Jean-Claude BARNY
Réalisateur, scénariste et comédien d’origine guadeloupéenne, Jean-Claude Barny porte haut et fort la voix d’un Cinéma français indépendant et engagé. D’un film à l’autre, il participe à la construction d’une Histoire de l’Outre-Mer sur grand écran débarrassée des clichés et du folklore. A l’occasion de la sortie de son dernier film, Le Gang des Antillais, HISTORYSCOPE l’a interrogé sur son rapport à l’Histoire et sur la manière dont le Passé, la Littérature et la Politique influent sur ses choix d’écriture et de mise en scène.
“Le gang des Antillais” raconte un fait divers très médiatique des années 70. Mais derrière cette chronique judiciaire, le film brosse en toile de fond les conséquences humaines et sociétales du BUMIDOM (le “BUreau pour le développement des MIgrations dans les Départements d’Outre-Mer”). Quelle était votre motivation première ? Avez-vous voulu passer un message et, si oui, lequel ?
Effectivement, dans le film, il y a le fond et la forme.
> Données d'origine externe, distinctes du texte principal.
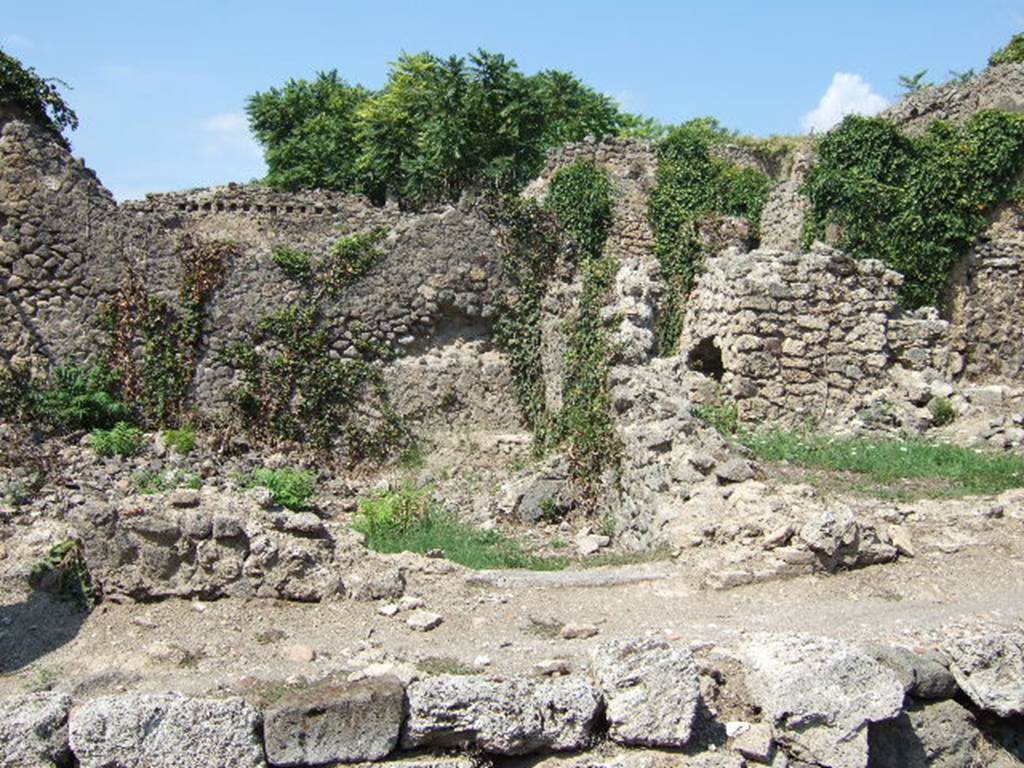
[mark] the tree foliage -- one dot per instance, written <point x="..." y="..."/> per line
<point x="38" y="97"/>
<point x="438" y="127"/>
<point x="915" y="203"/>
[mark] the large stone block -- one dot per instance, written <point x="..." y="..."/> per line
<point x="360" y="721"/>
<point x="165" y="731"/>
<point x="503" y="717"/>
<point x="822" y="694"/>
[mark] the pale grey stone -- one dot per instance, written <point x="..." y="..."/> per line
<point x="34" y="730"/>
<point x="503" y="717"/>
<point x="165" y="731"/>
<point x="935" y="734"/>
<point x="651" y="691"/>
<point x="821" y="694"/>
<point x="990" y="670"/>
<point x="350" y="723"/>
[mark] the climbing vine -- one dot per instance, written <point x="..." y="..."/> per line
<point x="692" y="185"/>
<point x="531" y="242"/>
<point x="918" y="203"/>
<point x="156" y="343"/>
<point x="582" y="198"/>
<point x="295" y="387"/>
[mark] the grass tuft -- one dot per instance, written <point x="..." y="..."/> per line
<point x="409" y="520"/>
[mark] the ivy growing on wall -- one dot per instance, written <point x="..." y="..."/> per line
<point x="295" y="387"/>
<point x="531" y="242"/>
<point x="692" y="185"/>
<point x="916" y="203"/>
<point x="156" y="343"/>
<point x="582" y="199"/>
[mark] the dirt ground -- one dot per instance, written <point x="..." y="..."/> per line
<point x="493" y="622"/>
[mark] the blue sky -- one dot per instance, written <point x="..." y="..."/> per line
<point x="161" y="88"/>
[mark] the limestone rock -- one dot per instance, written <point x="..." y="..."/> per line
<point x="990" y="670"/>
<point x="503" y="717"/>
<point x="651" y="691"/>
<point x="923" y="675"/>
<point x="938" y="734"/>
<point x="822" y="694"/>
<point x="165" y="731"/>
<point x="355" y="722"/>
<point x="34" y="730"/>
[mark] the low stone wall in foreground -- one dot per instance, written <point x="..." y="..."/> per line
<point x="779" y="700"/>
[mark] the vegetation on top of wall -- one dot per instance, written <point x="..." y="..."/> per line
<point x="38" y="97"/>
<point x="296" y="387"/>
<point x="918" y="203"/>
<point x="1012" y="52"/>
<point x="582" y="199"/>
<point x="437" y="127"/>
<point x="692" y="185"/>
<point x="156" y="343"/>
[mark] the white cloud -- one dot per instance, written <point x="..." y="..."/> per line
<point x="227" y="134"/>
<point x="15" y="42"/>
<point x="847" y="94"/>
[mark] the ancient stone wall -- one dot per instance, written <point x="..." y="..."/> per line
<point x="797" y="337"/>
<point x="995" y="88"/>
<point x="59" y="249"/>
<point x="985" y="308"/>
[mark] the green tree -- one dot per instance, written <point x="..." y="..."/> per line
<point x="38" y="97"/>
<point x="914" y="83"/>
<point x="438" y="127"/>
<point x="308" y="131"/>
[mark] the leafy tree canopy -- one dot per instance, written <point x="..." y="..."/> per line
<point x="38" y="97"/>
<point x="437" y="127"/>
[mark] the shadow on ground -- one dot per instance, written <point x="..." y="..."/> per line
<point x="33" y="628"/>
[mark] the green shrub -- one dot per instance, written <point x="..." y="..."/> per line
<point x="1012" y="52"/>
<point x="409" y="520"/>
<point x="916" y="203"/>
<point x="296" y="264"/>
<point x="16" y="393"/>
<point x="81" y="398"/>
<point x="691" y="185"/>
<point x="438" y="126"/>
<point x="180" y="440"/>
<point x="582" y="199"/>
<point x="37" y="97"/>
<point x="954" y="470"/>
<point x="64" y="570"/>
<point x="121" y="439"/>
<point x="943" y="412"/>
<point x="350" y="258"/>
<point x="291" y="487"/>
<point x="148" y="482"/>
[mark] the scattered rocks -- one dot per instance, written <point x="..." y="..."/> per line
<point x="990" y="670"/>
<point x="424" y="621"/>
<point x="939" y="734"/>
<point x="651" y="691"/>
<point x="360" y="721"/>
<point x="165" y="731"/>
<point x="502" y="717"/>
<point x="34" y="730"/>
<point x="574" y="631"/>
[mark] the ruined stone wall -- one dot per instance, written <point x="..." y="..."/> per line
<point x="995" y="88"/>
<point x="797" y="337"/>
<point x="59" y="249"/>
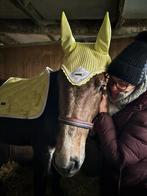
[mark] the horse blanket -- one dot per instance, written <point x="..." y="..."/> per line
<point x="24" y="98"/>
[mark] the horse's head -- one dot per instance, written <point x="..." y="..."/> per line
<point x="80" y="82"/>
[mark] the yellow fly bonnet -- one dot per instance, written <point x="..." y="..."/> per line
<point x="84" y="60"/>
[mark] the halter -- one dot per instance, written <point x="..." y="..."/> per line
<point x="76" y="123"/>
<point x="80" y="123"/>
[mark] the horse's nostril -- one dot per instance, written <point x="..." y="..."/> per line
<point x="76" y="163"/>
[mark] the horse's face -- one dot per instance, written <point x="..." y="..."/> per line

Le fond, c’est évidemment le BUMIDOM et ces discriminations qu’ont connu dans les années 70 les Antillais arrivant en métropole par le biais de cette loi Debré. Mais ce qui m’intéressait aussi, c’était de raconter d’une façon beaucoup plus humaine, beaucoup plus sensible, la façon dont certaines communautés – et pas uniquement la communauté antillaise – ont vécu cette arrivée en France avec toutes les propositions qu’on leur a fait et les rêves qu’avaient mis en place de façon aliénante les différentes colonisations.
Pour moi, le film était une façon de donner rendez-vous à la fois aux communautés et, d’une façon plus générale, à la société française, mettre autour de ce film un rendez-vous à la fois socio-culturel pour dire : « Voilà, nous on a vécu ça. Il y a beaucoup de caricatures qui entourent de notre arrivée et de notre vécu en France. Voici, à un moment ou à un autre, notre propre point de vue. ». Il est évident qu’il y a eu beaucoup de films qui racontent ce genre de problématiques, mais ils ont souvent été faits par des cinéastes ou des documentaristes qui étaient plutôt de l’”autre côté du vécu”.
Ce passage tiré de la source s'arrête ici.